Die Folgen sind zunehmende Konkurrenz um städtische Flächen und sich verschärfende Zielkonflikte über die Entwicklung des urbanen Raums. Diese nimmt das Forschungsprojekt „Neues Europäisches Bauhaus weiterdenken: nachhaltige Mobilität und resiliente Räume für mehr Lebensqualität“ (Ad-NEB) des Umweltbundesamts (UBA) in den Blick. Im Fokus steht hier das Leitbild der „dreifachen Innenentwicklung“: Es verknüpft bauliche Innenentwicklung, Qualifizierung von Frei- und Grünflächen und nachhaltige Mobilität.
Versiegelte Flächen für eine klimafreundliche Stadtentwicklung nutzbar machen
Ziel ist, dass die Nutzung des urbanen Raums den genannten Herausforderungen gerecht werden kann. In Planungsprozessen gilt es, ineffizient genutzte, ungleich verteilte und versiegelte Flächen im urbanen Raum umzugestalten, um sie für mehrere Zwecke zu nutzbar machen. Im Sinne eines flächensparenden und ressourcenschonenden Umgangs mit dem öffentlichen Raum sollten alle späteren Nutzungen schon bei der Planung gemeinsam betrachtet und Projekte entsprechend entwickelt werden. Auch der Gebäudebestand sollte hier mit einbezogen werden.
Der Referentenentwurf für die Reform des Baugesetzbuchs der Ampel-Regierung von Ende Juli 2024 hat das innovative Konzept der dreifachen Innenentwicklung in der Bauleitplanung als Abwägungsgrundsatz aufgegriffen.
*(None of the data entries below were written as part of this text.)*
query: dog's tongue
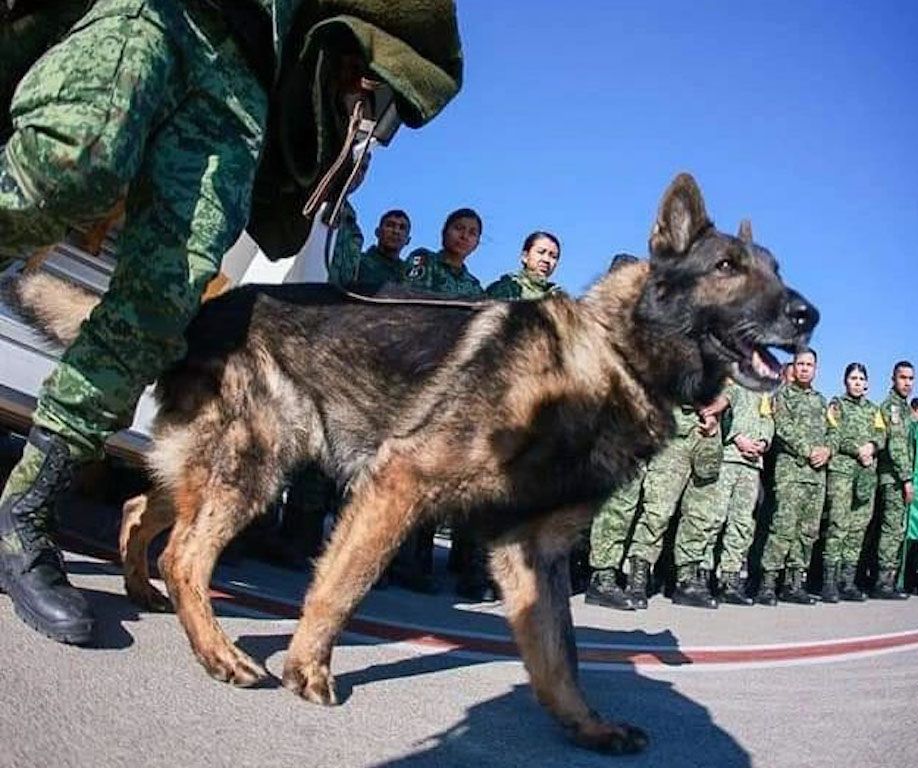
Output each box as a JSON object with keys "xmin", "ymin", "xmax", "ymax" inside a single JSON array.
[{"xmin": 752, "ymin": 347, "xmax": 781, "ymax": 379}]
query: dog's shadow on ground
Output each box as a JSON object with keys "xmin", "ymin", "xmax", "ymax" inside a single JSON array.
[{"xmin": 237, "ymin": 615, "xmax": 752, "ymax": 768}]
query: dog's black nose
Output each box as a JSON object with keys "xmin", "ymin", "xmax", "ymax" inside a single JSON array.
[{"xmin": 784, "ymin": 291, "xmax": 819, "ymax": 333}]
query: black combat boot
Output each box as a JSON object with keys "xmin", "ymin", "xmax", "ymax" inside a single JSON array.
[
  {"xmin": 870, "ymin": 569, "xmax": 908, "ymax": 600},
  {"xmin": 839, "ymin": 565, "xmax": 867, "ymax": 603},
  {"xmin": 822, "ymin": 563, "xmax": 838, "ymax": 603},
  {"xmin": 755, "ymin": 571, "xmax": 778, "ymax": 606},
  {"xmin": 628, "ymin": 557, "xmax": 650, "ymax": 608},
  {"xmin": 585, "ymin": 568, "xmax": 634, "ymax": 611},
  {"xmin": 0, "ymin": 427, "xmax": 93, "ymax": 645},
  {"xmin": 779, "ymin": 568, "xmax": 816, "ymax": 605},
  {"xmin": 720, "ymin": 572, "xmax": 753, "ymax": 605},
  {"xmin": 673, "ymin": 566, "xmax": 717, "ymax": 608}
]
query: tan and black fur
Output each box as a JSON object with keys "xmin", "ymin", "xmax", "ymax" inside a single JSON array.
[{"xmin": 9, "ymin": 175, "xmax": 818, "ymax": 752}]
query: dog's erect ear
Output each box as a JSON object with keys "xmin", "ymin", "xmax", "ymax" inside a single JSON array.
[
  {"xmin": 736, "ymin": 219, "xmax": 753, "ymax": 245},
  {"xmin": 650, "ymin": 173, "xmax": 711, "ymax": 257}
]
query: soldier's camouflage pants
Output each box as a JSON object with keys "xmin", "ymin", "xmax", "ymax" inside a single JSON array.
[
  {"xmin": 0, "ymin": 0, "xmax": 267, "ymax": 457},
  {"xmin": 877, "ymin": 483, "xmax": 906, "ymax": 571},
  {"xmin": 702, "ymin": 462, "xmax": 762, "ymax": 573},
  {"xmin": 823, "ymin": 472, "xmax": 876, "ymax": 566},
  {"xmin": 590, "ymin": 465, "xmax": 646, "ymax": 568},
  {"xmin": 762, "ymin": 476, "xmax": 826, "ymax": 571},
  {"xmin": 628, "ymin": 435, "xmax": 714, "ymax": 567}
]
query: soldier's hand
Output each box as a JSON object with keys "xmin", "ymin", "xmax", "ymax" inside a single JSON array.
[
  {"xmin": 698, "ymin": 395, "xmax": 730, "ymax": 421},
  {"xmin": 733, "ymin": 435, "xmax": 758, "ymax": 458},
  {"xmin": 810, "ymin": 445, "xmax": 831, "ymax": 469},
  {"xmin": 857, "ymin": 443, "xmax": 875, "ymax": 467},
  {"xmin": 698, "ymin": 416, "xmax": 717, "ymax": 437}
]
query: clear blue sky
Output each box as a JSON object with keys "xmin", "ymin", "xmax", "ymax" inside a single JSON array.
[{"xmin": 354, "ymin": 0, "xmax": 918, "ymax": 400}]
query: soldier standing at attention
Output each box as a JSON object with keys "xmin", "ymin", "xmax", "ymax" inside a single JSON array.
[
  {"xmin": 405, "ymin": 208, "xmax": 484, "ymax": 298},
  {"xmin": 328, "ymin": 206, "xmax": 411, "ymax": 294},
  {"xmin": 628, "ymin": 405, "xmax": 723, "ymax": 608},
  {"xmin": 485, "ymin": 231, "xmax": 561, "ymax": 300},
  {"xmin": 702, "ymin": 381, "xmax": 775, "ymax": 605},
  {"xmin": 870, "ymin": 360, "xmax": 915, "ymax": 600},
  {"xmin": 390, "ymin": 208, "xmax": 491, "ymax": 599},
  {"xmin": 758, "ymin": 349, "xmax": 832, "ymax": 605},
  {"xmin": 822, "ymin": 363, "xmax": 886, "ymax": 603},
  {"xmin": 0, "ymin": 0, "xmax": 462, "ymax": 643}
]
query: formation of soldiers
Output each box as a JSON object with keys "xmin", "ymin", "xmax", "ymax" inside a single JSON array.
[
  {"xmin": 586, "ymin": 349, "xmax": 918, "ymax": 610},
  {"xmin": 264, "ymin": 208, "xmax": 918, "ymax": 610}
]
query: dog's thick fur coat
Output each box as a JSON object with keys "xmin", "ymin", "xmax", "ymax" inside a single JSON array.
[{"xmin": 9, "ymin": 175, "xmax": 818, "ymax": 752}]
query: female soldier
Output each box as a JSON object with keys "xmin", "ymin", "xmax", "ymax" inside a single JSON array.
[
  {"xmin": 405, "ymin": 208, "xmax": 484, "ymax": 298},
  {"xmin": 485, "ymin": 231, "xmax": 561, "ymax": 300},
  {"xmin": 822, "ymin": 363, "xmax": 885, "ymax": 603}
]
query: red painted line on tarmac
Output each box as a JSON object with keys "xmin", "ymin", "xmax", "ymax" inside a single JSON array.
[
  {"xmin": 62, "ymin": 535, "xmax": 918, "ymax": 666},
  {"xmin": 211, "ymin": 586, "xmax": 918, "ymax": 666}
]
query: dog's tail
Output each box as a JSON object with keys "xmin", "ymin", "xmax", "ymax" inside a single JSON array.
[{"xmin": 0, "ymin": 271, "xmax": 102, "ymax": 347}]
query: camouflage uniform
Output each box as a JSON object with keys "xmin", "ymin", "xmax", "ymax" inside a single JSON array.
[
  {"xmin": 703, "ymin": 383, "xmax": 775, "ymax": 576},
  {"xmin": 590, "ymin": 464, "xmax": 647, "ymax": 569},
  {"xmin": 0, "ymin": 0, "xmax": 267, "ymax": 468},
  {"xmin": 877, "ymin": 390, "xmax": 915, "ymax": 572},
  {"xmin": 328, "ymin": 205, "xmax": 405, "ymax": 294},
  {"xmin": 0, "ymin": 0, "xmax": 462, "ymax": 642},
  {"xmin": 628, "ymin": 405, "xmax": 723, "ymax": 570},
  {"xmin": 762, "ymin": 383, "xmax": 831, "ymax": 581},
  {"xmin": 405, "ymin": 248, "xmax": 484, "ymax": 298},
  {"xmin": 823, "ymin": 395, "xmax": 886, "ymax": 567},
  {"xmin": 485, "ymin": 268, "xmax": 561, "ymax": 300}
]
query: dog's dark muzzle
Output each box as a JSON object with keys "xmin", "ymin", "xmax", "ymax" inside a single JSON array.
[{"xmin": 784, "ymin": 289, "xmax": 819, "ymax": 338}]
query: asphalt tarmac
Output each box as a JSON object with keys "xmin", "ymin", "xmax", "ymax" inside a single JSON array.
[{"xmin": 0, "ymin": 553, "xmax": 918, "ymax": 768}]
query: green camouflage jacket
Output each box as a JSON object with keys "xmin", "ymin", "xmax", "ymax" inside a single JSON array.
[
  {"xmin": 328, "ymin": 203, "xmax": 405, "ymax": 294},
  {"xmin": 877, "ymin": 390, "xmax": 915, "ymax": 485},
  {"xmin": 485, "ymin": 269, "xmax": 561, "ymax": 300},
  {"xmin": 827, "ymin": 395, "xmax": 886, "ymax": 475},
  {"xmin": 248, "ymin": 0, "xmax": 463, "ymax": 259},
  {"xmin": 722, "ymin": 381, "xmax": 775, "ymax": 469},
  {"xmin": 774, "ymin": 383, "xmax": 832, "ymax": 484},
  {"xmin": 405, "ymin": 248, "xmax": 484, "ymax": 297}
]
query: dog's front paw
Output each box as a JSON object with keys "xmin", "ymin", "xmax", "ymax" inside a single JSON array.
[
  {"xmin": 283, "ymin": 660, "xmax": 338, "ymax": 706},
  {"xmin": 571, "ymin": 720, "xmax": 649, "ymax": 755},
  {"xmin": 197, "ymin": 643, "xmax": 268, "ymax": 688}
]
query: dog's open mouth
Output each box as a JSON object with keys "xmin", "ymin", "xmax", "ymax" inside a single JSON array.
[{"xmin": 708, "ymin": 334, "xmax": 794, "ymax": 391}]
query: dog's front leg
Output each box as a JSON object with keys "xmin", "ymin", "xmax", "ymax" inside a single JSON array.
[
  {"xmin": 283, "ymin": 457, "xmax": 425, "ymax": 704},
  {"xmin": 118, "ymin": 488, "xmax": 175, "ymax": 611},
  {"xmin": 491, "ymin": 535, "xmax": 647, "ymax": 754}
]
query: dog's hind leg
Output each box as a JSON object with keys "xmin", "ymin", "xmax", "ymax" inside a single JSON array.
[
  {"xmin": 118, "ymin": 488, "xmax": 175, "ymax": 611},
  {"xmin": 491, "ymin": 512, "xmax": 647, "ymax": 754},
  {"xmin": 283, "ymin": 457, "xmax": 425, "ymax": 704},
  {"xmin": 159, "ymin": 473, "xmax": 270, "ymax": 686}
]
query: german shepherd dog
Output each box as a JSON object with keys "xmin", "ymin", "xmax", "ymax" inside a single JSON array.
[{"xmin": 9, "ymin": 174, "xmax": 818, "ymax": 753}]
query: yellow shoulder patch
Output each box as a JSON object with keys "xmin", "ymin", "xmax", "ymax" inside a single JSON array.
[{"xmin": 873, "ymin": 410, "xmax": 886, "ymax": 431}]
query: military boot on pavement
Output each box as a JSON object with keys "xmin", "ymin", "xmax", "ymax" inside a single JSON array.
[
  {"xmin": 0, "ymin": 427, "xmax": 93, "ymax": 645},
  {"xmin": 673, "ymin": 565, "xmax": 717, "ymax": 608},
  {"xmin": 779, "ymin": 568, "xmax": 816, "ymax": 605},
  {"xmin": 839, "ymin": 565, "xmax": 867, "ymax": 603},
  {"xmin": 585, "ymin": 568, "xmax": 634, "ymax": 611},
  {"xmin": 720, "ymin": 572, "xmax": 753, "ymax": 605},
  {"xmin": 755, "ymin": 571, "xmax": 778, "ymax": 606},
  {"xmin": 822, "ymin": 563, "xmax": 838, "ymax": 603},
  {"xmin": 628, "ymin": 557, "xmax": 650, "ymax": 608},
  {"xmin": 870, "ymin": 569, "xmax": 908, "ymax": 600}
]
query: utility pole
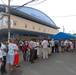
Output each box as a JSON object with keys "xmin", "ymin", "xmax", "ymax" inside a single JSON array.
[{"xmin": 8, "ymin": 0, "xmax": 10, "ymax": 43}]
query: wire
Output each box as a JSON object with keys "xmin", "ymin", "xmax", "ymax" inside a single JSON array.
[{"xmin": 14, "ymin": 0, "xmax": 34, "ymax": 10}]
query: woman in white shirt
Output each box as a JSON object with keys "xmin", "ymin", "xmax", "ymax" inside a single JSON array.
[{"xmin": 0, "ymin": 43, "xmax": 3, "ymax": 68}]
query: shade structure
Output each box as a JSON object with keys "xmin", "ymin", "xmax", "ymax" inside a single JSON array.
[{"xmin": 51, "ymin": 32, "xmax": 76, "ymax": 40}]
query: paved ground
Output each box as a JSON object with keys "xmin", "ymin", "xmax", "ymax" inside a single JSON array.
[{"xmin": 0, "ymin": 52, "xmax": 76, "ymax": 75}]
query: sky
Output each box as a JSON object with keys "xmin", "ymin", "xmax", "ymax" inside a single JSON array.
[{"xmin": 0, "ymin": 0, "xmax": 76, "ymax": 34}]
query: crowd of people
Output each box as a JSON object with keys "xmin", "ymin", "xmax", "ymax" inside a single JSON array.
[{"xmin": 0, "ymin": 38, "xmax": 75, "ymax": 74}]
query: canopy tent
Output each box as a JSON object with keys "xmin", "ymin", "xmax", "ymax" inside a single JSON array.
[{"xmin": 51, "ymin": 32, "xmax": 76, "ymax": 40}]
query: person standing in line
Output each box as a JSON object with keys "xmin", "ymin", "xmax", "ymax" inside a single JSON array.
[
  {"xmin": 29, "ymin": 39, "xmax": 35, "ymax": 63},
  {"xmin": 0, "ymin": 43, "xmax": 3, "ymax": 69},
  {"xmin": 42, "ymin": 38, "xmax": 49, "ymax": 59},
  {"xmin": 54, "ymin": 40, "xmax": 59, "ymax": 53},
  {"xmin": 7, "ymin": 38, "xmax": 15, "ymax": 71},
  {"xmin": 14, "ymin": 40, "xmax": 19, "ymax": 67},
  {"xmin": 1, "ymin": 40, "xmax": 7, "ymax": 74},
  {"xmin": 50, "ymin": 39, "xmax": 55, "ymax": 53},
  {"xmin": 35, "ymin": 39, "xmax": 40, "ymax": 59}
]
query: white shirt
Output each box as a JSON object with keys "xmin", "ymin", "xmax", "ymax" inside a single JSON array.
[
  {"xmin": 1, "ymin": 44, "xmax": 7, "ymax": 56},
  {"xmin": 8, "ymin": 43, "xmax": 15, "ymax": 55},
  {"xmin": 42, "ymin": 40, "xmax": 49, "ymax": 48}
]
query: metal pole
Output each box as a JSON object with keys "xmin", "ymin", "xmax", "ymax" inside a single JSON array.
[{"xmin": 8, "ymin": 0, "xmax": 10, "ymax": 43}]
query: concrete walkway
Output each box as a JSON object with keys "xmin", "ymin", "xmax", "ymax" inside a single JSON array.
[{"xmin": 0, "ymin": 52, "xmax": 76, "ymax": 75}]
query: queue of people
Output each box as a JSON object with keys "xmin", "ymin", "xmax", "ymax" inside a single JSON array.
[{"xmin": 0, "ymin": 38, "xmax": 75, "ymax": 73}]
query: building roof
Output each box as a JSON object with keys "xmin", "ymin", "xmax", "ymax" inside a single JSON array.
[{"xmin": 0, "ymin": 5, "xmax": 59, "ymax": 29}]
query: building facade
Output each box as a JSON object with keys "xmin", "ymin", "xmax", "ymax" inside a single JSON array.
[{"xmin": 0, "ymin": 6, "xmax": 59, "ymax": 40}]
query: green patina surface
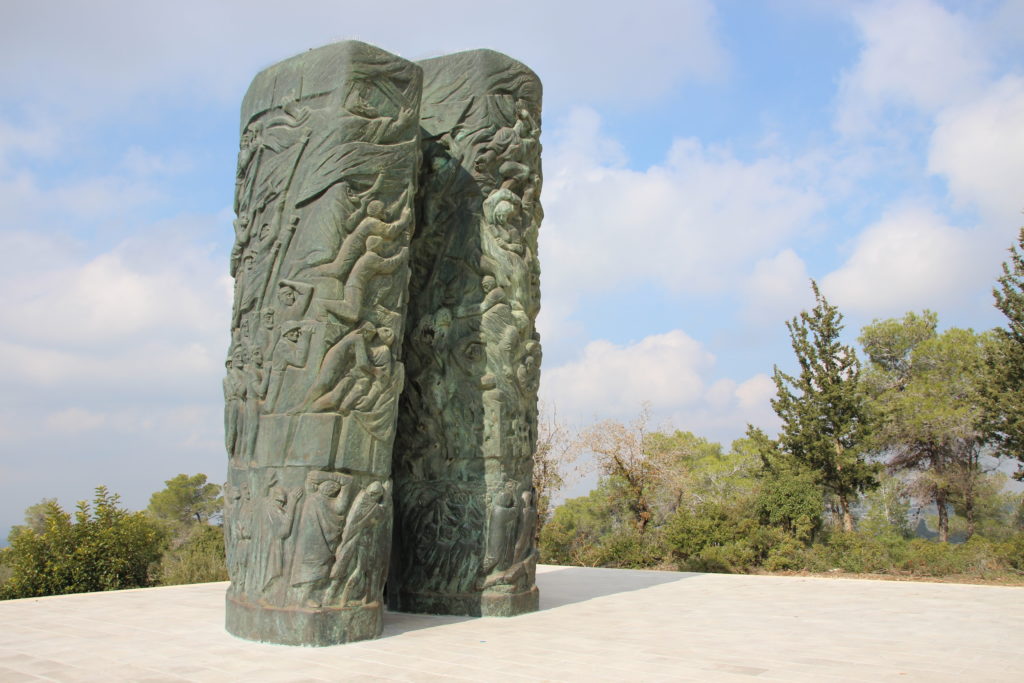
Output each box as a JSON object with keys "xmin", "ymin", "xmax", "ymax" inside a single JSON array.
[{"xmin": 224, "ymin": 41, "xmax": 542, "ymax": 645}]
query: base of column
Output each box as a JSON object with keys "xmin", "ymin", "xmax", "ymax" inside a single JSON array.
[{"xmin": 224, "ymin": 595, "xmax": 384, "ymax": 647}]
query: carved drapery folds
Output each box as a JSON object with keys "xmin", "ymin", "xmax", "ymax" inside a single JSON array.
[
  {"xmin": 224, "ymin": 42, "xmax": 422, "ymax": 644},
  {"xmin": 223, "ymin": 41, "xmax": 542, "ymax": 645},
  {"xmin": 388, "ymin": 50, "xmax": 543, "ymax": 614}
]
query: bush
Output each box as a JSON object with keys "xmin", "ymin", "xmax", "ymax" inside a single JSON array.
[
  {"xmin": 158, "ymin": 524, "xmax": 227, "ymax": 586},
  {"xmin": 2, "ymin": 486, "xmax": 165, "ymax": 598}
]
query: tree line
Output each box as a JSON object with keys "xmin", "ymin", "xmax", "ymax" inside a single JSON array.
[
  {"xmin": 0, "ymin": 474, "xmax": 227, "ymax": 599},
  {"xmin": 538, "ymin": 229, "xmax": 1024, "ymax": 575},
  {"xmin": 6, "ymin": 229, "xmax": 1024, "ymax": 599}
]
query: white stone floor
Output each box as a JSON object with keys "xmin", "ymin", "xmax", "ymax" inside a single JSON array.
[{"xmin": 0, "ymin": 566, "xmax": 1024, "ymax": 683}]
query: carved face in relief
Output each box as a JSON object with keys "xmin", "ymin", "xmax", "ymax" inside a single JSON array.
[
  {"xmin": 317, "ymin": 479, "xmax": 341, "ymax": 498},
  {"xmin": 377, "ymin": 328, "xmax": 394, "ymax": 346},
  {"xmin": 278, "ymin": 285, "xmax": 296, "ymax": 306}
]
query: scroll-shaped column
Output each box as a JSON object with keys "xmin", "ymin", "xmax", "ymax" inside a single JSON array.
[
  {"xmin": 388, "ymin": 50, "xmax": 542, "ymax": 615},
  {"xmin": 224, "ymin": 42, "xmax": 422, "ymax": 645}
]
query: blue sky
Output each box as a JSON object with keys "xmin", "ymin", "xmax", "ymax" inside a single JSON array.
[{"xmin": 0, "ymin": 0, "xmax": 1024, "ymax": 529}]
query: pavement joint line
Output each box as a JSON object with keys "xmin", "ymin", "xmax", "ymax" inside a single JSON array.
[{"xmin": 0, "ymin": 565, "xmax": 1024, "ymax": 683}]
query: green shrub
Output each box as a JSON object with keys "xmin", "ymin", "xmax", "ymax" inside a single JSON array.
[
  {"xmin": 158, "ymin": 524, "xmax": 227, "ymax": 586},
  {"xmin": 3, "ymin": 486, "xmax": 165, "ymax": 598}
]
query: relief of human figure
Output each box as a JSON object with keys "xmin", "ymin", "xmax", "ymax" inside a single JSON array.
[
  {"xmin": 291, "ymin": 471, "xmax": 352, "ymax": 607},
  {"xmin": 331, "ymin": 481, "xmax": 391, "ymax": 605},
  {"xmin": 352, "ymin": 327, "xmax": 394, "ymax": 415},
  {"xmin": 228, "ymin": 215, "xmax": 250, "ymax": 278},
  {"xmin": 259, "ymin": 486, "xmax": 303, "ymax": 593},
  {"xmin": 223, "ymin": 346, "xmax": 248, "ymax": 458},
  {"xmin": 278, "ymin": 280, "xmax": 313, "ymax": 323},
  {"xmin": 302, "ymin": 190, "xmax": 413, "ymax": 323},
  {"xmin": 295, "ymin": 173, "xmax": 384, "ymax": 271},
  {"xmin": 483, "ymin": 489, "xmax": 519, "ymax": 573},
  {"xmin": 295, "ymin": 322, "xmax": 377, "ymax": 413},
  {"xmin": 236, "ymin": 96, "xmax": 312, "ymax": 213},
  {"xmin": 227, "ymin": 482, "xmax": 253, "ymax": 592},
  {"xmin": 263, "ymin": 322, "xmax": 312, "ymax": 413},
  {"xmin": 512, "ymin": 490, "xmax": 537, "ymax": 562},
  {"xmin": 243, "ymin": 346, "xmax": 270, "ymax": 460}
]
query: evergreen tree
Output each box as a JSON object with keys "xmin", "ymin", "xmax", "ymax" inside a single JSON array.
[
  {"xmin": 860, "ymin": 310, "xmax": 985, "ymax": 542},
  {"xmin": 980, "ymin": 227, "xmax": 1024, "ymax": 479},
  {"xmin": 147, "ymin": 473, "xmax": 224, "ymax": 526},
  {"xmin": 771, "ymin": 281, "xmax": 881, "ymax": 531}
]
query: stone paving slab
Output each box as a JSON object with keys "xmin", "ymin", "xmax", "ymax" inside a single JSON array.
[{"xmin": 0, "ymin": 566, "xmax": 1024, "ymax": 683}]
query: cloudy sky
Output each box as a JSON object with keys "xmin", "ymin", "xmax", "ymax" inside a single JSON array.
[{"xmin": 0, "ymin": 0, "xmax": 1024, "ymax": 536}]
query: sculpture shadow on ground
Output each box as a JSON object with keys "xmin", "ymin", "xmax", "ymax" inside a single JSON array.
[
  {"xmin": 537, "ymin": 566, "xmax": 700, "ymax": 610},
  {"xmin": 381, "ymin": 566, "xmax": 700, "ymax": 638}
]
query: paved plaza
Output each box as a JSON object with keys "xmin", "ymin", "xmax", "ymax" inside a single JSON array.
[{"xmin": 0, "ymin": 566, "xmax": 1024, "ymax": 683}]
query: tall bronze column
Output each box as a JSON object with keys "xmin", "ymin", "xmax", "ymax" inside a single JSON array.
[
  {"xmin": 388, "ymin": 50, "xmax": 543, "ymax": 615},
  {"xmin": 224, "ymin": 41, "xmax": 422, "ymax": 645}
]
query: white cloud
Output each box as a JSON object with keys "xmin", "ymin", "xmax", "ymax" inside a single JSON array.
[
  {"xmin": 541, "ymin": 111, "xmax": 822, "ymax": 293},
  {"xmin": 741, "ymin": 248, "xmax": 811, "ymax": 324},
  {"xmin": 0, "ymin": 0, "xmax": 727, "ymax": 111},
  {"xmin": 821, "ymin": 206, "xmax": 991, "ymax": 316},
  {"xmin": 836, "ymin": 0, "xmax": 990, "ymax": 133},
  {"xmin": 0, "ymin": 120, "xmax": 60, "ymax": 172},
  {"xmin": 541, "ymin": 330, "xmax": 774, "ymax": 440},
  {"xmin": 46, "ymin": 408, "xmax": 106, "ymax": 434},
  {"xmin": 0, "ymin": 229, "xmax": 227, "ymax": 349},
  {"xmin": 928, "ymin": 76, "xmax": 1024, "ymax": 225}
]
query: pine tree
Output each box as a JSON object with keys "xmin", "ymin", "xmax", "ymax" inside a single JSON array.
[
  {"xmin": 980, "ymin": 227, "xmax": 1024, "ymax": 479},
  {"xmin": 771, "ymin": 281, "xmax": 881, "ymax": 531}
]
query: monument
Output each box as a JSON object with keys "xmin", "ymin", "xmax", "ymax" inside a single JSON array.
[
  {"xmin": 223, "ymin": 41, "xmax": 541, "ymax": 645},
  {"xmin": 388, "ymin": 50, "xmax": 542, "ymax": 615}
]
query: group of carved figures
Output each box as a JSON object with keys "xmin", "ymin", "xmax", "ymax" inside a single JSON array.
[
  {"xmin": 224, "ymin": 470, "xmax": 391, "ymax": 607},
  {"xmin": 223, "ymin": 44, "xmax": 543, "ymax": 637},
  {"xmin": 224, "ymin": 78, "xmax": 415, "ymax": 462}
]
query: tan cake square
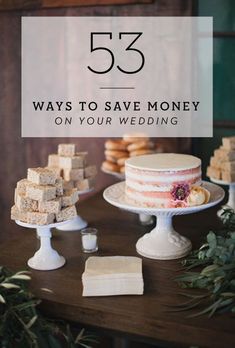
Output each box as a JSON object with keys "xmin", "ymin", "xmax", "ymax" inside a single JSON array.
[
  {"xmin": 58, "ymin": 144, "xmax": 76, "ymax": 156},
  {"xmin": 62, "ymin": 188, "xmax": 79, "ymax": 207},
  {"xmin": 63, "ymin": 180, "xmax": 74, "ymax": 190},
  {"xmin": 15, "ymin": 189, "xmax": 38, "ymax": 211},
  {"xmin": 16, "ymin": 179, "xmax": 30, "ymax": 195},
  {"xmin": 26, "ymin": 183, "xmax": 56, "ymax": 201},
  {"xmin": 27, "ymin": 167, "xmax": 57, "ymax": 185},
  {"xmin": 59, "ymin": 156, "xmax": 84, "ymax": 169},
  {"xmin": 38, "ymin": 197, "xmax": 61, "ymax": 214},
  {"xmin": 48, "ymin": 153, "xmax": 60, "ymax": 167},
  {"xmin": 55, "ymin": 177, "xmax": 64, "ymax": 196},
  {"xmin": 56, "ymin": 205, "xmax": 77, "ymax": 222},
  {"xmin": 84, "ymin": 165, "xmax": 97, "ymax": 178},
  {"xmin": 11, "ymin": 205, "xmax": 27, "ymax": 222},
  {"xmin": 64, "ymin": 169, "xmax": 84, "ymax": 181}
]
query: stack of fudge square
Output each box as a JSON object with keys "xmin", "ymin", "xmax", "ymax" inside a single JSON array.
[
  {"xmin": 207, "ymin": 136, "xmax": 235, "ymax": 183},
  {"xmin": 47, "ymin": 144, "xmax": 97, "ymax": 191},
  {"xmin": 11, "ymin": 168, "xmax": 78, "ymax": 225}
]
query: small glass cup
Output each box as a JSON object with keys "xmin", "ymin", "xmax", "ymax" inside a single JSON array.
[{"xmin": 81, "ymin": 227, "xmax": 98, "ymax": 253}]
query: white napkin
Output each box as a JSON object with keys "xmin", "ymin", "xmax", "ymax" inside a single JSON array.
[{"xmin": 82, "ymin": 256, "xmax": 144, "ymax": 296}]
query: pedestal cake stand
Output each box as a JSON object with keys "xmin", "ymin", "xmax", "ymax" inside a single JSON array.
[
  {"xmin": 210, "ymin": 178, "xmax": 235, "ymax": 212},
  {"xmin": 56, "ymin": 188, "xmax": 94, "ymax": 231},
  {"xmin": 103, "ymin": 181, "xmax": 224, "ymax": 260},
  {"xmin": 16, "ymin": 220, "xmax": 73, "ymax": 271},
  {"xmin": 101, "ymin": 168, "xmax": 154, "ymax": 226}
]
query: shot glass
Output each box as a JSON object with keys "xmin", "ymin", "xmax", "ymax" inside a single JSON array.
[{"xmin": 81, "ymin": 227, "xmax": 98, "ymax": 253}]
Die Novelle konnte allerdings mit dem vorzeitigen Ende der Legislaturperiode nicht zu Ende geführt werden.
Umweltgerechtigkeit mitplanen
Insbesondere in der Stadt sind Umweltbelastungen unterschiedlich verteilt: Menschen, die an großen, vielbefahrenen Straßen wohnen, sind Lärm und Abgasen stärker ausgesetzt als diejenigen, die in Seitenstraßen oder ruhigen Vierteln wohnen. Auch der Zugang zu kühlenden Grünräumen als Orte des Rückzugs vor zunehmender Hitze ist sozial ungleich verteilt. Kommunen sollten diesen Querschnittsaspekt der Umweltgerechtigkeit in ihren Verwaltungen stärker implementieren, um ihm in seinen verschiedenen Facetten gerecht zu werden – in der Praxis eine große Herausforderung.
Was können sie konkret tun, um diese Herausforderungen zu adressieren – gerade vor dem Hintergrund der enger werdenden personellen und finanziellen Spielräume?
Um den Umwelt- und Klimaschutz zu fördern und damit die Lebensqualität zu erhöhen, sind nach der Novellierung der Straßenverkehrsordnung (StVO) vor allem Verkehrsflächen in den Fokus getreten. Die neue StVO, konkretisiert durch die zugehörige Verwaltungsvorschrift, ermöglicht es jetzt, Rad- und Fußwege sowie Busspuren zur Umsetzung dieser Ziele anzuordnen. Auch die Gesundheit und die städtebauliche Entwicklung stellen neue Anordnungsgründe dar. Die Leichtigkeit des Verkehrs tritt demgegenüber in den Hintergrund.
Begrünung hat Vorfahrt
Vor Ort haben Kommunen jetzt ein Antragsrecht gegenüber den Straßenverkehrsbehörden, wenn sie sich solche Anordnungen wünschen. Diese müssen dann prüfen, ob der Straßenraum anders aufgeteilt werden kann. Ebenso lassen sich Parkraumbewirtschaftungszonen und Tempo 30 auch an Hauptverkehrsstraßen einfacher anordnen.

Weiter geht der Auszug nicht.